After spending a couple years at the IMG Academy, Deory came back to India to join the AIFF Elite Academy Academy in Goa. While with the AIFF Academy, Deory, along with teammate Udanta Singh, took part in the Nike All Asia Camp where they were both selected to join the All-Star squad in Australia.

===Shillong Lajong===
On 21 July 2014, it was announced that Deory signed his first professional contract when he signed for Shillong Lajong in the I-League.
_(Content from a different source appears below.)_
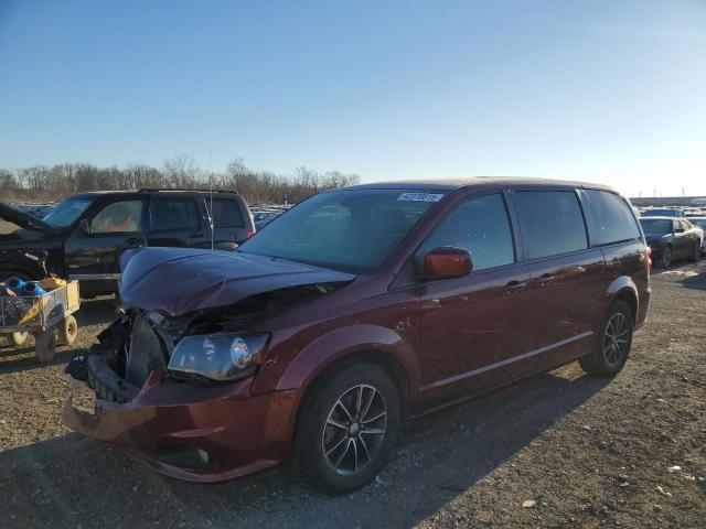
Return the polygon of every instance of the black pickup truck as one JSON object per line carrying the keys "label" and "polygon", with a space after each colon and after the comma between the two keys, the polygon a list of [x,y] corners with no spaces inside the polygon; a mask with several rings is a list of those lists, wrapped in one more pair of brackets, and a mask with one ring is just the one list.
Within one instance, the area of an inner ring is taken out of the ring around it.
{"label": "black pickup truck", "polygon": [[0,202],[0,281],[53,273],[81,280],[82,296],[92,298],[117,290],[120,256],[127,249],[232,250],[254,233],[247,203],[223,191],[81,193],[43,220]]}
====NorthEast United (loan)====
After signing for Shillong Lajong, Deory sign on with their Indian Super League affiliated club, NorthEast United, on loan for the 2014 season. Deory then made his professional debut for NorthEast United on 8 November 2014 against Chennaiyin FC. He came on as a 61st-minute substitute for Seminlen Doungel as NorthEast United drew the match 2–2.

====Mumbai City====

After having a good season with Shillong Lajong FC, Mumbai City roped him to strengthen their attack. The 24-year-old Deory featured in only a single game for the club before leaving the side.

====Mohammedan SC====

Mohammedan SC signs one of India’s most promising youngster Alen Deory from Indian Super League club Mumbai City FC.

====ARA FC====
In 2021, he signed for I-League 2nd Division side, ARA FC.

==International==
Deory has played for India at the under-13, under-14, under-16, under-19 and India U23 levels. He made his debut for the under-13 side in 2009 before joining the under-14 side the next year. Deory was a part of the under-16 team that played in the 2012 AFC U-16 Championship and then the under-19 team for the 2014 AFC U-19 Championship qualifiers. In July 2017, he was selected in final India U23 squad which travelled to Qatar to play 2018 AFC U-23 Championship qualification and scored a goal against Turkmenistan U23.

==Career statistics==
===Club===

Club: Season; League; Cup; AFC; Total
Division: Apps; Goals; Apps; Goals; Apps; Goals; Apps; Goals
Shillong Lajong: 2015–16; I-League; 3; 0; 4; 0; —; 7; 0
2016–17: 9; 0; 3; 1; —; 12; 1
2017–18: 12; 1; 1; 0; —; 13; 1
Shillong Lajong total: 24; 1; 8; 1; 0; 0; 32; 2
NorthEast United (loan): 2014; Indian Super League; 5; 0; 0; 0; —; 5; 0
2015: 2; 0; 0; 0; —; 2; 0
Mumbai City: 2018–19; 1; 0; 1; 0; —; 2; 0
2019–20: 0; 0; 0; 0; —; 0; 0
Mohammedan: 2020–21; I-League; 0; 0; 0; 0; —; 0; 0
ARA: 2021; I-League 2nd Division; 4; 0; 0; 0; —; 4; 0
Career total: 36; 1; 9; 1; 0; 0; 45; 2

===International===

| National team | Year | Apps | Goals |
|---|---|---|---|
| India | 2018 | 1 | 0 |
| Total |  | 1 | 0 |

==Honours==

India
- Intercontinental Cup: 2018

==Personal life==
Deory's favourite player is Cristiano Ronaldo, and he also looks up to NorthEast United teammate Koke.